SNL Kagan’s Robin Flynn: “Today’s Aereo decision protects not only the tens of billions of dollars broadcast networks and TV station owners have invested in programming content, but also the transmission of that valuable sports and video content over the air for the foreseeable future. It does not stifle multichannel operators’ continued strategic imperative to deliver licensed video content to consumers over multiple devices at the time of consumers’ choosing, with the goal of responding to how their subscribers prefer to watch video today. Innovation will no doubt continue in the video space.”

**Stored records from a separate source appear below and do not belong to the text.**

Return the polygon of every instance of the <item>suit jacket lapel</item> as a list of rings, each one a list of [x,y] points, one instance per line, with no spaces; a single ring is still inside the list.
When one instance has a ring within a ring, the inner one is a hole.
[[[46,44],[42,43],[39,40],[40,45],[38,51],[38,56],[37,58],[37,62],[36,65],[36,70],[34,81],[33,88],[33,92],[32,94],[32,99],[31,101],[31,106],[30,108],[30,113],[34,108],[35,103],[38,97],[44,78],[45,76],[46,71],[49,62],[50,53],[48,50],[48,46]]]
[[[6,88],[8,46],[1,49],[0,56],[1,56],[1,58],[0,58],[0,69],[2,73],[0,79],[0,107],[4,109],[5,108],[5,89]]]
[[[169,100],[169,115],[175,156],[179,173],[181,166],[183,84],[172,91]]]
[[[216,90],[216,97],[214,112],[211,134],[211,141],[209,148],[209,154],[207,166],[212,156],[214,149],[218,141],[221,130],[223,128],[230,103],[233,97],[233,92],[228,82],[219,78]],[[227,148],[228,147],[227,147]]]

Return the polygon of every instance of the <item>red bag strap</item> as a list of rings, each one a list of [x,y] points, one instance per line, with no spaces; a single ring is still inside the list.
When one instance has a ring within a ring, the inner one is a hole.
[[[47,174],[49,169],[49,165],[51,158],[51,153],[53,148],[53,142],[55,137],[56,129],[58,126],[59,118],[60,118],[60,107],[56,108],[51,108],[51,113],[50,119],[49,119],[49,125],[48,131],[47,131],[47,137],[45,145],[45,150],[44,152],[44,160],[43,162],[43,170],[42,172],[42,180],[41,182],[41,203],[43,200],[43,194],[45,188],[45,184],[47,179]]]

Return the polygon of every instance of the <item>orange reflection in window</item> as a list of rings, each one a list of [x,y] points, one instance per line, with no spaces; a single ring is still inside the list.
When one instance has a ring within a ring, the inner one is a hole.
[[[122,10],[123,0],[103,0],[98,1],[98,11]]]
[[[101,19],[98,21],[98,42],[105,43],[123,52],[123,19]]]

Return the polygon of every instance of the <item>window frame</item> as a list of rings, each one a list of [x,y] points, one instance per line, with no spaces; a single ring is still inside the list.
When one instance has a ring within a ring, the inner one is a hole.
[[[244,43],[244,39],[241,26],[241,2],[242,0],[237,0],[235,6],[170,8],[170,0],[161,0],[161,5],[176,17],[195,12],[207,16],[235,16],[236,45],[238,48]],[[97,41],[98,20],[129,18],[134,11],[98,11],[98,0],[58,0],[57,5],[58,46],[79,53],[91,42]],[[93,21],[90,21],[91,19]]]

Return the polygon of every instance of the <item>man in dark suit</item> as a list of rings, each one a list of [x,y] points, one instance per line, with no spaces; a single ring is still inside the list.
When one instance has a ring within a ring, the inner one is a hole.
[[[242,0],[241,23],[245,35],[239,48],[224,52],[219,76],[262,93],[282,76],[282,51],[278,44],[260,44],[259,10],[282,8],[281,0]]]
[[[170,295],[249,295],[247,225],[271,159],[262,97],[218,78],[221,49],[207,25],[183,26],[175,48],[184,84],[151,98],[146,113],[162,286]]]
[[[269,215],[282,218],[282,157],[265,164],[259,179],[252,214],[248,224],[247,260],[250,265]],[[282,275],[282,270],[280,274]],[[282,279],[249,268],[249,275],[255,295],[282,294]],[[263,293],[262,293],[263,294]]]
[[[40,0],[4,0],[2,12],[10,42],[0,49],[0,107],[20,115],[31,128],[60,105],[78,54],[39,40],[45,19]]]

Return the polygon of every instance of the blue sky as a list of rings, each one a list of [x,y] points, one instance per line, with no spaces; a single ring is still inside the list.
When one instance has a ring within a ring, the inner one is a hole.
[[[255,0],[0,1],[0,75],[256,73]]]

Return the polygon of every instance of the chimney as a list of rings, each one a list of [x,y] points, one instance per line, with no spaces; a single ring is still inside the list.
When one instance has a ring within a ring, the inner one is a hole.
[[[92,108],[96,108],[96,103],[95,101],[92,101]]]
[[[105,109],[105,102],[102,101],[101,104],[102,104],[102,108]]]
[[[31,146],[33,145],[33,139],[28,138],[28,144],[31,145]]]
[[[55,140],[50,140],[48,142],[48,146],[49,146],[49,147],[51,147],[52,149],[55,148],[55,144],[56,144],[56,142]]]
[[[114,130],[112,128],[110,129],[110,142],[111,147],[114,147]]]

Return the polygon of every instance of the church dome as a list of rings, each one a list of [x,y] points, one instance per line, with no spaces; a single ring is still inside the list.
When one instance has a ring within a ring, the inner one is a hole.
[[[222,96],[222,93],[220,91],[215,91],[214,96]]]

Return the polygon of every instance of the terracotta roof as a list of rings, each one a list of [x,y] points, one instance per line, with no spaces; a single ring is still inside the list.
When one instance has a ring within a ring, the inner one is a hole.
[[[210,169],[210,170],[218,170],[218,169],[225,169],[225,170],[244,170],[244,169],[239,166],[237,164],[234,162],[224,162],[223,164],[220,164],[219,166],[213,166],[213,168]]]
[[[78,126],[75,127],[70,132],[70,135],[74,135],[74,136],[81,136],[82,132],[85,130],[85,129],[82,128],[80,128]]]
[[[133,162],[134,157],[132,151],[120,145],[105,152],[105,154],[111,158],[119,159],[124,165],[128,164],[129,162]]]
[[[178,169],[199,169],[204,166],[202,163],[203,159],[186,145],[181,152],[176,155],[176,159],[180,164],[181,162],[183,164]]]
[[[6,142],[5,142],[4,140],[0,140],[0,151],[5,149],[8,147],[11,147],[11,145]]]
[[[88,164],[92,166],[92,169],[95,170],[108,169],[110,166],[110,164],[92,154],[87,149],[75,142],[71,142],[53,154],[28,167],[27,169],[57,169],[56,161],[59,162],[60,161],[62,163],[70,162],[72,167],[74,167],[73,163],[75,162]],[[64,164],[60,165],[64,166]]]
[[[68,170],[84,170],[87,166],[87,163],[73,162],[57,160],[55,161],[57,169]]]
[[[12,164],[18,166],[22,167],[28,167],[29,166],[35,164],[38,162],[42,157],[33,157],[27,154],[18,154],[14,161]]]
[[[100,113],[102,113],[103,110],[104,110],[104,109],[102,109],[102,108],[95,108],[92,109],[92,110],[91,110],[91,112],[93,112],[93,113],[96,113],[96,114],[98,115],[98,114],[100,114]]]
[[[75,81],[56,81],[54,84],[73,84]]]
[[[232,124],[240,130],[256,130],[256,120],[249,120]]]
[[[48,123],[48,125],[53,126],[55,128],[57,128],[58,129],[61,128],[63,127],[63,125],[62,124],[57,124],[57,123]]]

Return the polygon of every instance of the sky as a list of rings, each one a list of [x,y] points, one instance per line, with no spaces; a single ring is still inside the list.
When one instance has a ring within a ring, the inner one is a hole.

The American Television Alliance: “Today’s Supreme Court ruling means that retransmission consent reform is needed now more than ever. The decision is a reminder that broadcasters are interested in only one thing – protecting their government-sanctioned monopolies. The broadcasters’ business model, which places blackouts ahead of consumers, is devoid of competition or incentive to innovate. We encourage Congress to take advantage of the opportunity that the Satellite Television Extension and Localism Act (STELA) provides to update our video rules to the 21st Century, starting with retransmission consent.”

Noted Seeking Alpha: “Local broadcasters soar following Aereo verdict. Sinclair Broadcast (SBGI +14.1%), Media General (MEG +10.4%), E.W. Scripps (SSP +7.9%), Gray Television (GTN +7.5%), Meredith (MDP +4.3%), Gannett (GCI +3.8%), and Nextar (NXST +15.6%) are taking off after the Supreme Court ruled (by a 6-3 vote) Aereo’s TV streaming service is illegal. National broadcast network owners are generally showing more moderate gains.”